Giannina                       - (che aveva cominciato ad avviarsi tor­na verso Whiteside) Badate... è un ragazzo molto sensibile. Sarete gentile con lui, vero?

Whiteside                      - Ma, per tutti i diavoli, Giannina, quando vi convincerete che io sono sempre gentile! Fate entrare questo idiota.

Giannina                       - (va alla porta della stanza da pranzo e chiama) Sandy! Sandy! (rimane accanto alla porta per fare entrare il giovane. Sandy ha 23 o 24 anni: aria intelligente e vivace; vestito con proprie­tà, ma semplicemente).

Giannina                       - Eccolo, signor Whiteside. Questo è Sandy (viene avanti con lui).

Sandy                            - Sono molto felice...

 Whiteside                     - Il piacere è mio, giovinotto. Ho sen­tito molto parlare di voi da Giannina. Pare, se ho ben capito, che questi due ragazzini abbiano com­pletamente perso il ben dell'intelletto.
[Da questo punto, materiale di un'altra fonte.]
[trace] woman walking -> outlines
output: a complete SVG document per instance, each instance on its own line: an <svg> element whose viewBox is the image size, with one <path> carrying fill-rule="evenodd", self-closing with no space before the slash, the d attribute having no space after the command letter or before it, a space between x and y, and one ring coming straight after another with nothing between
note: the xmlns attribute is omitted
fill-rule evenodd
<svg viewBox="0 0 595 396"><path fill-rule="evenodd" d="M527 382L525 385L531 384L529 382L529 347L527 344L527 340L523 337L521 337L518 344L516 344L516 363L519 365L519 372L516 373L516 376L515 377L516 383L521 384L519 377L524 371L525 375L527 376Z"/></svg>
Giannina                       - C'è un'altra definizione per quello che proviamo. Si chiama amore.

Whiteside                      - Beh, vi siete rivolti proprio alla persona adatta: dottor Sheridan Whiteside, specia­lista in cuori infranti, amori contrastati, eccetera. Andate avanti.

Sandy                            - Beh, se Giannina vi ha detto tutto, si­gnor Whiteside, sapete benissimo in che impiccio ci troviamo. Io lavoro per il partito socialista, si­gnor Whiteside: sono un organizzatore. Ho organiz­zato gli operai dello stabilimento del signor Stanley e il signor Stanley è arrabbiatissimo.

Whiteside                      - Lo credo!

Sandy                            - Ve lo ha detto Giannina?

Whiteside                      - Sì, me lo ha detto.

Sandy                            - Beh, con questi precedenti, credo di non avere il diritto di influenzare Giannina. Se mi sposa, sarà la rottura definitiva con la famiglia; e non vor­rei arrivare a questo. Il male è che il signor Stan­ley è terribilmente cocciuto in questa faccenda: coc­ciuto e parziale. Certo io non ho avuto l'intenzione di fargli dispetto. Ci siamo innamorati. Ma il si­gnor Stanley sembra credere che sia tutto un intri­go... come se io fossi stato mandato qui dai capi del partito apposta per sposare sua figlia.

Giannina                       - Ha cercato due volte di licenziare Sandy: ma grazie a Dio non ha potuto, a causa delle leggi sindacali.

Sandy                            - Già; crede che abbia fatto io anche quelle!

Giannina                       - Se almeno mi lasciasse parlare. O permettesse a Sandy di parlargli...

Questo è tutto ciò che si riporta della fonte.